The internet is a growing teaching resource and tool, especially when approaching Shakespeare and literature. Digital Theatre projects like Such Tweet Sorrow and Much Ado About N<3thing doubled as insights into familiar characters as well as cautionary tales regarding responsibility, communication, and cyber-bullying. We’ve discussed Twitter and Facebook’s influence on student–teacher communication before, but one teacher has recently been commendably profiled for using Twitter to teach Hamlet.
As part of their Shakespeare unit, students create Twitter accounts for characters from Hamlet — from Rosencrantz and Guildenstern to Ophelia and Queen Gertrude — and send out tweets as they work through the acts.
“You can make the role as big as you wanted.” Barker said. “It wasn’t . . . tweeting for the sake of tweeting. It was more like a strategy to get them to focus on what was really happening in the play and to become really invested in what was happening.”
It’s not fabulous that they’re not playing with the actual language, nor are they exactly on their feet with the text – however, you can’t deny that Mrs. Barker’s students are invested in the play.
Barker gets her students to blog regularly as part of their novel studies unit. She posts discussion questions to the blogging site Ning and students have to write entries, comment on classmates’ posts and use content tags.
“It’s, like, a collective knowledge. You can look back at last year’s blog posts,” said Erin Kope, 17.
Classmate Connor Swick, 17, agrees that blogging is a great educational tool, especially for collaborating with other students.
“If it was in essay form it’s not like you could go over and read everybody’s essay. People get their ideas out and everyone can share it,’ he said.

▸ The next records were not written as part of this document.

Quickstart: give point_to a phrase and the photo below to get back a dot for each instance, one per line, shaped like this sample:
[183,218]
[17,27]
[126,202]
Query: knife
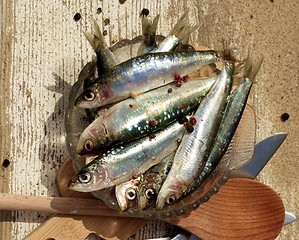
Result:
[263,151]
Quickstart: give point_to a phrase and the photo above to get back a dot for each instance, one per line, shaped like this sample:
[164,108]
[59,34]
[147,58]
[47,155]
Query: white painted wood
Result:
[43,50]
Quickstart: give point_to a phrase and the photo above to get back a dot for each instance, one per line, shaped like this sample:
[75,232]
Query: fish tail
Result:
[96,37]
[227,52]
[247,69]
[251,69]
[182,29]
[148,26]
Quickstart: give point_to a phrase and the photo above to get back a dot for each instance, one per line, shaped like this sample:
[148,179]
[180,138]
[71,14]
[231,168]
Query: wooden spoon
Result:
[243,209]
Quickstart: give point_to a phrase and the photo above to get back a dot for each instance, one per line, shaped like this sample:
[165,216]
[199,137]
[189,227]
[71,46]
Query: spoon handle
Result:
[242,209]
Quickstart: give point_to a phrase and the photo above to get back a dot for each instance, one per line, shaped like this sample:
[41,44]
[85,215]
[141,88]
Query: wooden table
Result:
[43,50]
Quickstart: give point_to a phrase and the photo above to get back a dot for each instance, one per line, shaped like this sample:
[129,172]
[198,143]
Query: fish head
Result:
[170,194]
[126,194]
[92,139]
[93,96]
[148,190]
[146,196]
[92,177]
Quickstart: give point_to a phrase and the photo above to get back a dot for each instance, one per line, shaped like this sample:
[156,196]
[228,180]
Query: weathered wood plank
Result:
[43,50]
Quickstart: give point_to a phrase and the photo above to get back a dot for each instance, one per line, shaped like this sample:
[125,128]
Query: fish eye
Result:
[88,145]
[150,193]
[130,194]
[84,177]
[171,199]
[89,95]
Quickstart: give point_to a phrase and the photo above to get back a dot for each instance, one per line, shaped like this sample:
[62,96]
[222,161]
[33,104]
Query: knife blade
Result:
[263,151]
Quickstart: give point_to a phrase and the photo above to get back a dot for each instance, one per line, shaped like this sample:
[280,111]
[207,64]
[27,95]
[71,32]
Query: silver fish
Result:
[195,147]
[105,58]
[126,193]
[180,31]
[229,123]
[151,182]
[133,118]
[148,35]
[142,74]
[126,162]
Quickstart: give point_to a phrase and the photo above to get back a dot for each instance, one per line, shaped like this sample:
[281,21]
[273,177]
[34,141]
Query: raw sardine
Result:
[133,118]
[126,193]
[180,31]
[141,74]
[105,58]
[126,162]
[229,123]
[149,29]
[151,182]
[195,147]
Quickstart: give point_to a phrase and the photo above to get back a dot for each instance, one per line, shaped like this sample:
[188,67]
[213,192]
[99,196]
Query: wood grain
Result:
[243,208]
[43,50]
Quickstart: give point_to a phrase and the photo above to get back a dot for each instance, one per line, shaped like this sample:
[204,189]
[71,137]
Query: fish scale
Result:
[141,74]
[131,119]
[195,147]
[128,161]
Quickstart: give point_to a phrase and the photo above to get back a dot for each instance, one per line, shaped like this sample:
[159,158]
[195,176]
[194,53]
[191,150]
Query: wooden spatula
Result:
[243,209]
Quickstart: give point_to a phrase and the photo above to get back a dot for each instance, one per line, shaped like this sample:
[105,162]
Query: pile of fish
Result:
[154,142]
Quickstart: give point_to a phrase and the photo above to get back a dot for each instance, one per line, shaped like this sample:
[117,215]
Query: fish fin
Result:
[227,53]
[154,25]
[96,37]
[149,26]
[182,29]
[251,69]
[240,150]
[247,69]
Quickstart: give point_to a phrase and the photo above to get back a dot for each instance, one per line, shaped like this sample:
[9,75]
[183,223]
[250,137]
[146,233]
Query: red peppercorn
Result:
[185,79]
[190,128]
[153,122]
[192,120]
[179,83]
[151,137]
[177,77]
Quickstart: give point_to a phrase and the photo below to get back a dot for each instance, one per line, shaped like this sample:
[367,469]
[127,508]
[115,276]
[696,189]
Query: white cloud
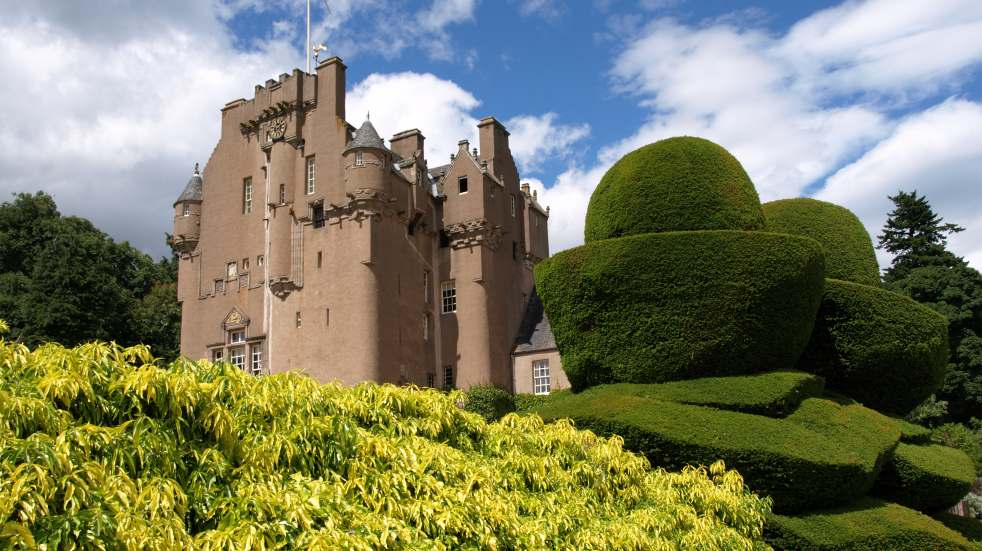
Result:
[938,153]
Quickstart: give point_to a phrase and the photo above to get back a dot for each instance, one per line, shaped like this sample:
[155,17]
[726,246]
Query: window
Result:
[247,196]
[257,360]
[448,292]
[310,175]
[540,376]
[236,357]
[426,286]
[448,377]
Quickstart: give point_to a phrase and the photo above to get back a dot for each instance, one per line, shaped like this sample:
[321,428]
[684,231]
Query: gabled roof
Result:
[366,136]
[192,191]
[535,333]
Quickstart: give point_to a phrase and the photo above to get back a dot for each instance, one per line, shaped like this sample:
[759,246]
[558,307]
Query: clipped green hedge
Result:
[800,468]
[772,394]
[969,527]
[668,306]
[865,524]
[926,478]
[677,184]
[849,253]
[881,348]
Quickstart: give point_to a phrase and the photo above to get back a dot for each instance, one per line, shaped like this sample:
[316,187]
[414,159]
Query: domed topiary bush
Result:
[878,347]
[677,184]
[669,306]
[849,253]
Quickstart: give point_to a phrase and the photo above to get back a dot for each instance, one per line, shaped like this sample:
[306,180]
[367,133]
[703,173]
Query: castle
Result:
[308,245]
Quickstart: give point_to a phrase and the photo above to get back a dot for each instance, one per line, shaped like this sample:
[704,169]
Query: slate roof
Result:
[535,334]
[192,191]
[366,136]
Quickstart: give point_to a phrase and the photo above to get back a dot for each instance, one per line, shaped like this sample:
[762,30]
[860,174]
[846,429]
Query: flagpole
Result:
[308,37]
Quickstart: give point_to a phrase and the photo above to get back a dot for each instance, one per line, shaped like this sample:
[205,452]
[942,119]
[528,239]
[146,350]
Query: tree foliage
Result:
[102,448]
[64,280]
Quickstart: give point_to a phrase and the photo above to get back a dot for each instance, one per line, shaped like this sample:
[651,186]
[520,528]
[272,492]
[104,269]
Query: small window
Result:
[257,359]
[540,377]
[236,357]
[247,196]
[448,293]
[448,383]
[310,175]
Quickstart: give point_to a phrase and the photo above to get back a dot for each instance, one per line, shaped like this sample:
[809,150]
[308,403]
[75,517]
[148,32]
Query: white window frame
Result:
[448,296]
[311,175]
[541,380]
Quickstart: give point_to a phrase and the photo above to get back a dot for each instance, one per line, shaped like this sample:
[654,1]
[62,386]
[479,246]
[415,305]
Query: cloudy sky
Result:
[108,104]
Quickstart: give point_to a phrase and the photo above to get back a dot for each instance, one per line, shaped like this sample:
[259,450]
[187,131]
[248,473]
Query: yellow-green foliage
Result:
[100,448]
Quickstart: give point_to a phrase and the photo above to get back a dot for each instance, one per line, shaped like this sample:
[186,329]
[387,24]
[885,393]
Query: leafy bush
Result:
[866,524]
[849,253]
[926,478]
[488,401]
[799,467]
[99,448]
[677,184]
[771,394]
[668,306]
[878,347]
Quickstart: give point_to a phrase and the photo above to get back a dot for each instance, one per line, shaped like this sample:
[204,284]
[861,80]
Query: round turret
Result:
[187,215]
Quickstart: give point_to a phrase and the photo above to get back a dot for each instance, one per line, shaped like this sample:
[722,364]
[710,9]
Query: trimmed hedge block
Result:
[849,253]
[660,307]
[926,478]
[770,394]
[881,348]
[800,468]
[865,524]
[677,184]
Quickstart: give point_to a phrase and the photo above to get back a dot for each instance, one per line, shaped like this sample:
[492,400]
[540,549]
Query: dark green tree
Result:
[928,272]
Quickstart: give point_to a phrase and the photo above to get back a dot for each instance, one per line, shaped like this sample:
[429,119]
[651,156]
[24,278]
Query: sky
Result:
[107,105]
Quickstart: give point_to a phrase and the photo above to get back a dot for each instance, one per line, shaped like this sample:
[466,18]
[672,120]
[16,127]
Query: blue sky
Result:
[108,105]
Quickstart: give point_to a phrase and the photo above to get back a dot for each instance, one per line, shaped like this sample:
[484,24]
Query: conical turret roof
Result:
[366,136]
[192,191]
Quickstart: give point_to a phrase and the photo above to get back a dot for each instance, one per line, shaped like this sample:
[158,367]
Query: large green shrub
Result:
[865,524]
[772,394]
[660,307]
[926,478]
[676,184]
[878,347]
[849,253]
[799,467]
[101,449]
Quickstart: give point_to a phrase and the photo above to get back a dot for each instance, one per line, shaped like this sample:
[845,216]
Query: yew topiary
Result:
[677,184]
[849,253]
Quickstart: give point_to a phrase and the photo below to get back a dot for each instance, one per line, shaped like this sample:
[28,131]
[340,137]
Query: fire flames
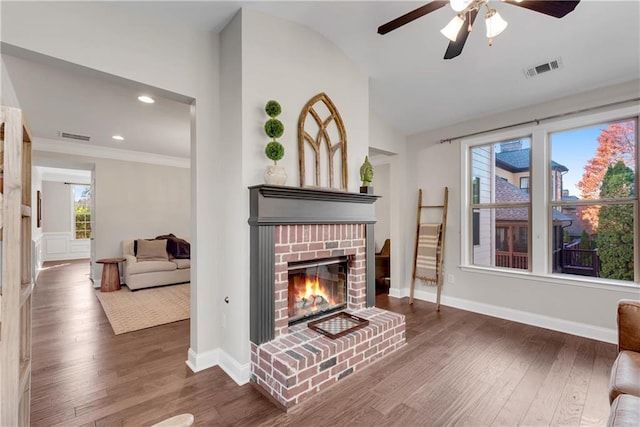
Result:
[312,296]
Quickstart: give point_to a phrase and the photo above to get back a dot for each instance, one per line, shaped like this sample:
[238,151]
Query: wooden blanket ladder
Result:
[428,255]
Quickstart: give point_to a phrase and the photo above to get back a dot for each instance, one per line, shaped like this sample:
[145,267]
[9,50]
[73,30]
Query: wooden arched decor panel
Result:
[321,135]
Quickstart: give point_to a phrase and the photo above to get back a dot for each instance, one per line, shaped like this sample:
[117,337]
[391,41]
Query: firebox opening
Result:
[316,288]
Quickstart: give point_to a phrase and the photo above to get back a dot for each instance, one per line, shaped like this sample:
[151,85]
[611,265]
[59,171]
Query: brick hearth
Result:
[298,365]
[292,363]
[310,242]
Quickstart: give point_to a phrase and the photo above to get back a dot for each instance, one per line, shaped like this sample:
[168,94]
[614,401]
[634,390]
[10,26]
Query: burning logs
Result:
[311,302]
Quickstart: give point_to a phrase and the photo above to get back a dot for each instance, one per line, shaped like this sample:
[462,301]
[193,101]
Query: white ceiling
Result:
[411,86]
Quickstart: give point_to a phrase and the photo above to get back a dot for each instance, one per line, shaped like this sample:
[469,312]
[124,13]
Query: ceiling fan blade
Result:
[411,16]
[557,9]
[455,48]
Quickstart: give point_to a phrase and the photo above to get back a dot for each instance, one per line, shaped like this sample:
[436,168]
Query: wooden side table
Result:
[110,274]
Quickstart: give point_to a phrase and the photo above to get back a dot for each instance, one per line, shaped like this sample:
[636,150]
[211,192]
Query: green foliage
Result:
[615,229]
[274,151]
[274,128]
[273,108]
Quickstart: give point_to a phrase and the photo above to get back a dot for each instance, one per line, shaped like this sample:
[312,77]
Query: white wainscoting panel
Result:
[60,246]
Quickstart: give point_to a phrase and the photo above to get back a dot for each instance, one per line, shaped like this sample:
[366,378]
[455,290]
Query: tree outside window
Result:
[82,211]
[599,194]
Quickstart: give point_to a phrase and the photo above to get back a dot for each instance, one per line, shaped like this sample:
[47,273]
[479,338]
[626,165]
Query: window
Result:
[476,212]
[572,184]
[82,211]
[593,200]
[499,208]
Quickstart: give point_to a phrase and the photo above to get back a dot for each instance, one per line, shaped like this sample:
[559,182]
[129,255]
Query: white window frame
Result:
[73,210]
[540,263]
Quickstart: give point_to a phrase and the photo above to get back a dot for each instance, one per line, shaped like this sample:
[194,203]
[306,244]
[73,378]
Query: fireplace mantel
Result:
[272,206]
[278,205]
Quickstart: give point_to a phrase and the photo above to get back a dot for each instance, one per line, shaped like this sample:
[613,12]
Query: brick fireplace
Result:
[290,363]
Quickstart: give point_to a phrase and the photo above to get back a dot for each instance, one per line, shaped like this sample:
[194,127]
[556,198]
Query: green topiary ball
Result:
[272,108]
[274,151]
[274,128]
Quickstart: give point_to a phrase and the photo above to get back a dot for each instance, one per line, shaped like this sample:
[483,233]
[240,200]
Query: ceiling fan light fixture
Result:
[453,28]
[459,5]
[495,23]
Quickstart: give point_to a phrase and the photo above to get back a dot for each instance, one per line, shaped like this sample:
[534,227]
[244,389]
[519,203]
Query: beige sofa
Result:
[142,273]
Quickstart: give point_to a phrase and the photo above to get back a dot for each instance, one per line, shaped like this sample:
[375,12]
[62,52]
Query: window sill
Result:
[561,279]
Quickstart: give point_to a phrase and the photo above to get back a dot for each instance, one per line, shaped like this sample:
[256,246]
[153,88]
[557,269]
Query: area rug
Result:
[129,311]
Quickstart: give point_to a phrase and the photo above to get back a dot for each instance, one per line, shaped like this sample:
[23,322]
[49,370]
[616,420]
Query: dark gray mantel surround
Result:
[272,205]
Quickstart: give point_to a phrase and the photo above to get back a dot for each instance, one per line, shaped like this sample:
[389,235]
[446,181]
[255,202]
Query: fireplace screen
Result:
[316,288]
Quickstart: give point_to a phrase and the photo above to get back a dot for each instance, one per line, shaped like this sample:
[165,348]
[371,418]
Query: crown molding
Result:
[81,149]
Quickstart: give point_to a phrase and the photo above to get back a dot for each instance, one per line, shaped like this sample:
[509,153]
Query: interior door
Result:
[92,240]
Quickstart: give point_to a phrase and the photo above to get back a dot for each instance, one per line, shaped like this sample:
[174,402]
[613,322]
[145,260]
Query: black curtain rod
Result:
[537,121]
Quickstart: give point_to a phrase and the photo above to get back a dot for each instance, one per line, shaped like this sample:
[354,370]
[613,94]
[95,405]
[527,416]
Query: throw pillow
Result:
[152,250]
[177,247]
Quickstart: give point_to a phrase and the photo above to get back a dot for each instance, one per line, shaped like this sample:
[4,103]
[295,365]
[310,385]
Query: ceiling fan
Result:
[466,13]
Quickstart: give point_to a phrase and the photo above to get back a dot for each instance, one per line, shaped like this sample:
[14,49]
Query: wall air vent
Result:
[536,70]
[75,136]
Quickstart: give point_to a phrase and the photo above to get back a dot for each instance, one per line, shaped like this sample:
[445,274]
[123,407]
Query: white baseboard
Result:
[240,373]
[553,323]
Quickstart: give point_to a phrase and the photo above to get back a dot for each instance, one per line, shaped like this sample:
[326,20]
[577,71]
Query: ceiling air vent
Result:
[74,136]
[543,68]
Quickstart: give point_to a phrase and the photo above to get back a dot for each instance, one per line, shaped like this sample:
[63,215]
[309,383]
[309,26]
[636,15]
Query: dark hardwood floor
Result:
[458,368]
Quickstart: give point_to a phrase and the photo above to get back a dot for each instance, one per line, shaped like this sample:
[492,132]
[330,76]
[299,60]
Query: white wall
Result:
[8,96]
[107,38]
[292,67]
[385,138]
[571,305]
[381,187]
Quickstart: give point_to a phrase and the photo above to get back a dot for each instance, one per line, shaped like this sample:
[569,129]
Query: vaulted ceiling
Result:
[411,86]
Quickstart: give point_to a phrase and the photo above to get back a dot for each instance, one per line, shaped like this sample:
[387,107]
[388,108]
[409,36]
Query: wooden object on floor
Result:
[182,420]
[438,280]
[458,368]
[110,274]
[17,278]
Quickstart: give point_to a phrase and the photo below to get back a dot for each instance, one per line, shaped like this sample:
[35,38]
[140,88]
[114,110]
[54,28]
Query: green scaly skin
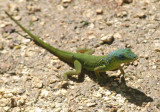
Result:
[84,59]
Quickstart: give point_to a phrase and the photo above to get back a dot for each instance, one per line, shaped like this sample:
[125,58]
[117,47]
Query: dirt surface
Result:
[31,78]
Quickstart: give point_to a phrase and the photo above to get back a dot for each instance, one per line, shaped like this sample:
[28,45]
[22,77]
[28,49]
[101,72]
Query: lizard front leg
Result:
[77,71]
[97,70]
[122,79]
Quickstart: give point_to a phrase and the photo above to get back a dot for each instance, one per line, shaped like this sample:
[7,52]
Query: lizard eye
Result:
[120,56]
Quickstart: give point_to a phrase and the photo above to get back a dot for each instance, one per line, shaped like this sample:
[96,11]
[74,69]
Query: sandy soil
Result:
[31,78]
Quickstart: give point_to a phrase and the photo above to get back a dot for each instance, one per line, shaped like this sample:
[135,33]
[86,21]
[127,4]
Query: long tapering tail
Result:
[64,55]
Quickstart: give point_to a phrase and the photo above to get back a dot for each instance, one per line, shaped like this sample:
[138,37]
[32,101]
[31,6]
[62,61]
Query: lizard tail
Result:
[64,55]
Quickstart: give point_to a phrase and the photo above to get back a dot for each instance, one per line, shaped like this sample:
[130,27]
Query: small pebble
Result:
[107,39]
[91,104]
[117,36]
[99,11]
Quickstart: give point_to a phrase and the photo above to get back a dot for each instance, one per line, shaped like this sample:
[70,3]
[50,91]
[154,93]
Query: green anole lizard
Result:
[84,59]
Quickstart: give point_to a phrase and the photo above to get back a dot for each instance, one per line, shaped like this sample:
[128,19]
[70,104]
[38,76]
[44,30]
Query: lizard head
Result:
[125,55]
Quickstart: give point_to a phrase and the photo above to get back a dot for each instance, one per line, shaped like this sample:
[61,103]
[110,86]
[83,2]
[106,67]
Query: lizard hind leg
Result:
[77,71]
[85,51]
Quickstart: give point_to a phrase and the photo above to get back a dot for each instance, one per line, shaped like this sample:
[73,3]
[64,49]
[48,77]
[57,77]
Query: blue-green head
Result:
[123,55]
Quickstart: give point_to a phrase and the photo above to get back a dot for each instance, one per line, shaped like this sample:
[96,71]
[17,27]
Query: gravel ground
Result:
[31,78]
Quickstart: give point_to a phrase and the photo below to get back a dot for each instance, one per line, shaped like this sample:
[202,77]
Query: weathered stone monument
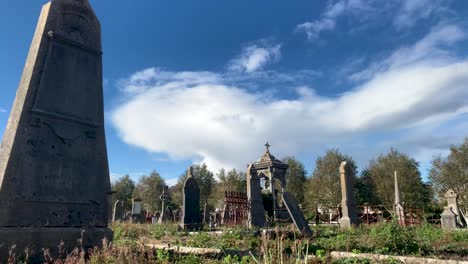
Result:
[256,216]
[206,214]
[451,217]
[191,218]
[296,214]
[399,208]
[273,172]
[137,211]
[54,176]
[164,217]
[348,205]
[118,211]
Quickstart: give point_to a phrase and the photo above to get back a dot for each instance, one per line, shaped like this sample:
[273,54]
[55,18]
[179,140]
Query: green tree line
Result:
[373,185]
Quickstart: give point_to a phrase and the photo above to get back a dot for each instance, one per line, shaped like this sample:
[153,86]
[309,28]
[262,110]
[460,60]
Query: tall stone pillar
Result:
[399,208]
[256,210]
[451,216]
[348,204]
[164,199]
[54,176]
[191,217]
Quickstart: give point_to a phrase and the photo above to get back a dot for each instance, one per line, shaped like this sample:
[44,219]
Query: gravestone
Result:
[451,217]
[348,205]
[206,214]
[137,211]
[54,175]
[118,212]
[164,199]
[296,214]
[256,216]
[191,218]
[399,209]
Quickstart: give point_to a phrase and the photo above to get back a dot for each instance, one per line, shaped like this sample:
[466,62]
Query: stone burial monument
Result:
[54,175]
[273,172]
[348,205]
[191,217]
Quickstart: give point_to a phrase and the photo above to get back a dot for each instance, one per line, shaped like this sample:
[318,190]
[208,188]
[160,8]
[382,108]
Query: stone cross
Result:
[164,198]
[348,204]
[54,171]
[191,218]
[257,212]
[399,208]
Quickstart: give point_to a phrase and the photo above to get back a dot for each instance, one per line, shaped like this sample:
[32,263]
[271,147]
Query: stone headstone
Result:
[451,217]
[348,205]
[206,214]
[137,206]
[448,219]
[256,216]
[296,214]
[191,218]
[54,175]
[137,215]
[164,199]
[118,211]
[399,208]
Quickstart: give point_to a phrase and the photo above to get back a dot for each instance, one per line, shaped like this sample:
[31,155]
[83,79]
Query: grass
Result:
[282,246]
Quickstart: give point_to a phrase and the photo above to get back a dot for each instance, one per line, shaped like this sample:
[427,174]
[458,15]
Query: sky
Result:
[212,81]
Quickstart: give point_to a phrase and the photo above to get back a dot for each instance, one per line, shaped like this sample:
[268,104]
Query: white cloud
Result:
[329,17]
[403,14]
[256,56]
[432,49]
[171,182]
[196,115]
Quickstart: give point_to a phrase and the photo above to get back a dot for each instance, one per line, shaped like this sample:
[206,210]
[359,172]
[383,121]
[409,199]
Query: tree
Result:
[324,187]
[149,188]
[295,178]
[452,173]
[413,192]
[123,189]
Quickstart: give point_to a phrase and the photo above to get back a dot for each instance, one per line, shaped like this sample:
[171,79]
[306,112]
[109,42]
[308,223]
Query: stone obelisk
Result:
[54,175]
[348,205]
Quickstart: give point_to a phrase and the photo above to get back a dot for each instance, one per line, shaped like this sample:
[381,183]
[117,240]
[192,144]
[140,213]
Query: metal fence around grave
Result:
[373,214]
[236,209]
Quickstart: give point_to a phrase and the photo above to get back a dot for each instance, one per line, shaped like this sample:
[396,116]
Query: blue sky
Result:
[211,81]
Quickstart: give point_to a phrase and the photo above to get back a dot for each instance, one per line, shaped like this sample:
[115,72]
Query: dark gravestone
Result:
[296,214]
[164,217]
[206,214]
[118,212]
[137,215]
[348,205]
[54,175]
[191,218]
[256,216]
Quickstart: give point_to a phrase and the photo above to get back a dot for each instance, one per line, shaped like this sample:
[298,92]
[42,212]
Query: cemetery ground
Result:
[146,243]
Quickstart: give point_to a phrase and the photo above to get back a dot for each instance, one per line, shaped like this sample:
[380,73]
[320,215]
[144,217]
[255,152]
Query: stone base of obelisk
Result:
[347,222]
[59,241]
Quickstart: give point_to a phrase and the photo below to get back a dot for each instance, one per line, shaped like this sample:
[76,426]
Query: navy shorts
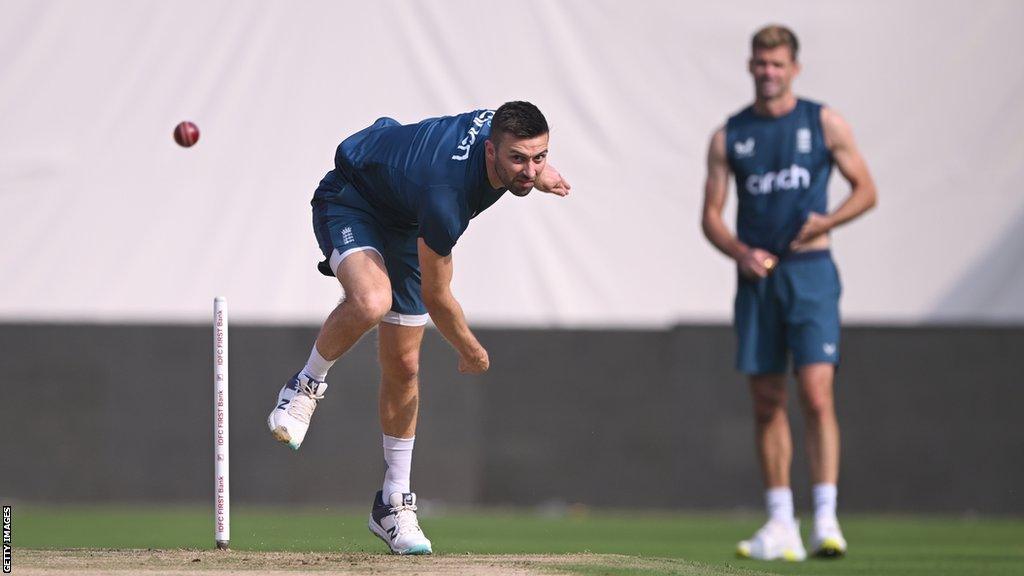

We do a similar project with our High School Fellowship classes where each day of the course a different student is asked to blog their perspective on the lecture, discussion, rehearsal, or performance, and everyone is required to comment a certain number of times. Sometimes the discussions that blossom without our involvement are pretty spectacular.
What do you think? Is this #Shakespeare approach going to help students relate to Shakespeare better? Are we sacrificing language and performance to use it? Could they be incorporated together?